Wer sich auch nur einmal in der Schönhauser Allee umsieht, der weiß: Der Bedarf ist da. Radfahrer allüberall drängeln sich auf dem viel zu schmalen Radweg. – und es werden immer mehr.
Da wir ausnahmslos von weisen und vorausschauenden Politikern regiert werden, wurde die Möglichkeit zur Einrichtung von Fahrradstraßen bereits 1997 in die Straßenverkehrsordnung aufgenommen. Fahrradstraßen sind – der Name lässt’s bereits erahnen – Straßen, auf denen lediglich Fahrräder verkehren dürfen.
Doch da die Weisheit der Regierenden zwar groß, aber nicht unendlich ist haben sie der Verordnung eine Verwaltungsvorschrift beigegeben, die unter anderem vorgibt, dass vor der Anordnung einer Fahrradstraße „die Bedürfnisse des Kraftfahrzeugverkehrs ausreichend berücksichtigt werden“ müssen.
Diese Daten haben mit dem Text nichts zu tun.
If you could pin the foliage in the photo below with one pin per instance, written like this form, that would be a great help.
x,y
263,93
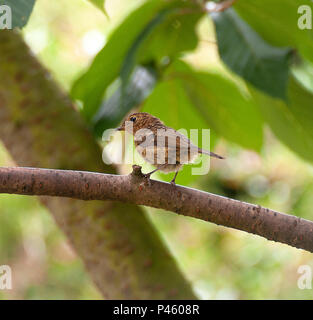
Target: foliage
x,y
220,263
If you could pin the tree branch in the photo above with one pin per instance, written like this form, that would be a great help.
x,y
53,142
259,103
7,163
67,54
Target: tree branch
x,y
39,127
136,189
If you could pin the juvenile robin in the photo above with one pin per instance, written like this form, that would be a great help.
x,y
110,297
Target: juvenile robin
x,y
162,146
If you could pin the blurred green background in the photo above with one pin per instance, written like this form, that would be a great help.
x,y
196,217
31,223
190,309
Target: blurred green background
x,y
221,263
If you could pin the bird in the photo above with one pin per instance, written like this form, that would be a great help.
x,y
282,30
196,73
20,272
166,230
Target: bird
x,y
159,145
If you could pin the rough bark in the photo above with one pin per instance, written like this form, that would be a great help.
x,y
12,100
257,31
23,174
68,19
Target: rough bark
x,y
40,128
136,189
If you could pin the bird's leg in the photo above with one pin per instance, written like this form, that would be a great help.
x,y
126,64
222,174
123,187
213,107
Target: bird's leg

Damit fällt die Schönhauser Allee also schon mal flach.
Selbst die Vorstellungen des Bezirksamtes Pankow, jeweils eine der Spuren der Schönhauser für den Radverkehr zu reservieren, löste beim Senat mittelschwere Panickattacken aus…
Berlin ist eine Stadt mit Tempo. Und so verstrichen zwischen dem Fahrradstraßenmöglichkeitserlass und der tatsäch-
lichen Einrichtung eines solchen Verkehrsweges bloß schlappe drei Jahre.
Als erste dazu ausersehen wurde die Alberichstraße in Biesdorf Süd, ein asphaltierter Feldweg – vorsichtshalber erstmal als Modellprojekt.
Man kann ja nie wissen.
Das zuständige Tiefbauamt in Marzahn brauchte allein ein geschlagenes Jahr, um die entsprechenden Schilder aufzustellen…
Allerdings hatte das Modell einen Schönheitsfehler: Es erlaubte auch weiterhin den Autoverkehr, so sich die Wagenlenker als „Anlieger“ fühlten. Diese Einschränkung wurde – soweit hier übersehbar – für alle anderen Berliner Fahrradstraßen übernommen. Nun gut, immer noch besser als nichts.
Apropos alle anderen… – so viele andere Fahrradstraßen gibt es in Berlin gar nicht.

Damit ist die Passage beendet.